One of the reasons branding works is because of brand priming. Pairing the brand to feelings, ideas, and actions can influence consumers. This article will help you understand the nature of that influence.

When it comes to branding, subtle marketing techniques impact the way people view your company and products. Knowing ahead of time what impact different actions might have allows you to control much of the narrative.

Brand priming is about controlling your business’s image. You put out into the world how you want others to see you. Understanding the psychology behind priming helps ensure your branding efforts are successful. 

What is the psychology behind brand priming?

In Marketing, Priming is a subconscious reaction to stimuli that influences our conscious decisions toward new stimuli. It works by using associations made in our subconscious and is almost always unnoticeable to the subject. It is a mysterious and complex process and impacts a significant part of our behavior. A process is driven by the subconscious mind. Without intentions, the first item that is presented affects how we respond to the second. This is especially true today as we are bombarded by brand messages whether offline or online & these affect the decisions that we make on a sub-conscious level. This is a multi-million dollar industry & the secret to influencing our human behavior is to be “visible” across “multiple customer touch points” in “myriad” ways.

Let’s take an example:

Let’s say you own a Multi Cuisine Restaurant in a cosmopolitan business area. Every week on a Tuesday you want to increase the sales of exotic french wine. You could have Tuesdays as your French recipe day. When customers dine at your restaurant on a Tuesday you could play enchanting french music in the background. This is a good way to psychologically prime your clients into buying french wine. At that moment, the subconscious will place more importance on French wine. Music will associate your buyer with French things, and that may include a time they’ve enjoyed a good bottle of French wine.

A famous example of priming from the field of psychology is the Stroop Effect. The basic elements of the experiment are replicated below, as people were asked to read out the colours of the following excerpts of text.

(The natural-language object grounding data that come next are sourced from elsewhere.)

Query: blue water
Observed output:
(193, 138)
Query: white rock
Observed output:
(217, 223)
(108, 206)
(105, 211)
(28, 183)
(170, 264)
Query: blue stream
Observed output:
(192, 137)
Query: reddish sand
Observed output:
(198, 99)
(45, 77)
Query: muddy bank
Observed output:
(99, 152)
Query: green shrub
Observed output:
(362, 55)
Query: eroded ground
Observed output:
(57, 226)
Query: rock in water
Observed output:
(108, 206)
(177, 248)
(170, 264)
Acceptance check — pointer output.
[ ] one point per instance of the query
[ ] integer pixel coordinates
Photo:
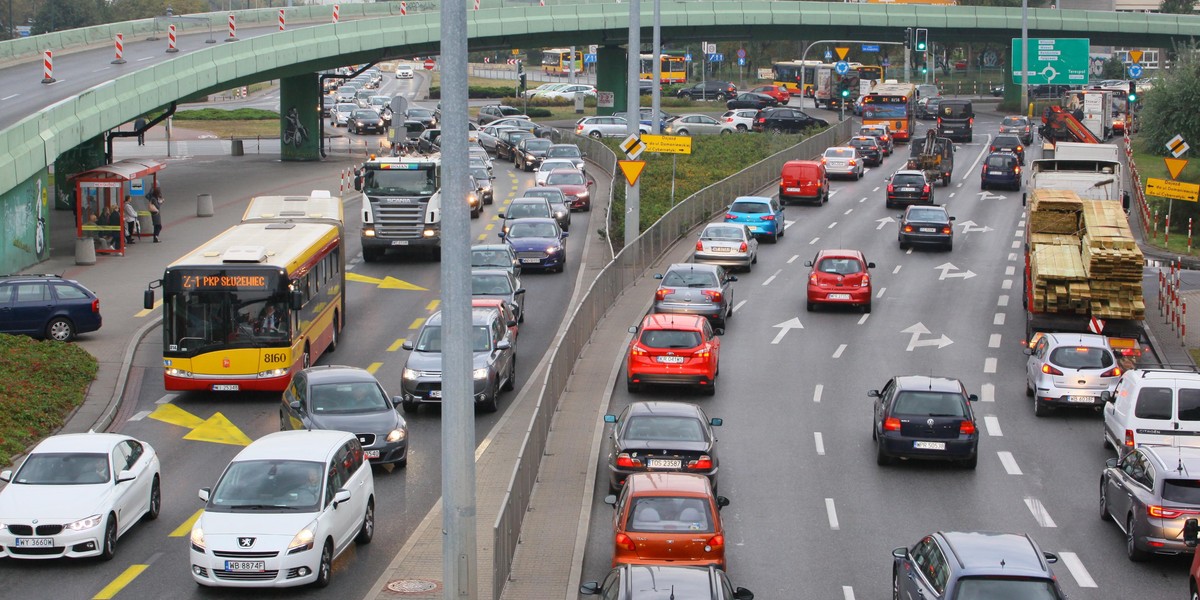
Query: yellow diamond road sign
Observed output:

You will notice that it takes longer to read the colours of the words on the first line, which is down to the priming effect of seeing a written word incongruent with the information that you are asked to relay. The words on the second line have less of a clash with the colours, making it easier to read them out.

Although this example is fairly simplistic it serves to represent how priming can affect the congruence of the information presented to an individual. If a stimulus is at odds with an existing understanding of a given schema, it will take longer to understand.

In summary, Brand Priming is a clever marketing way to influence a customer’s subconscious thinking to produce the desired effect of let’s say buying a specific product, etc. This technique if used judiciously can tremendously benefit the brand.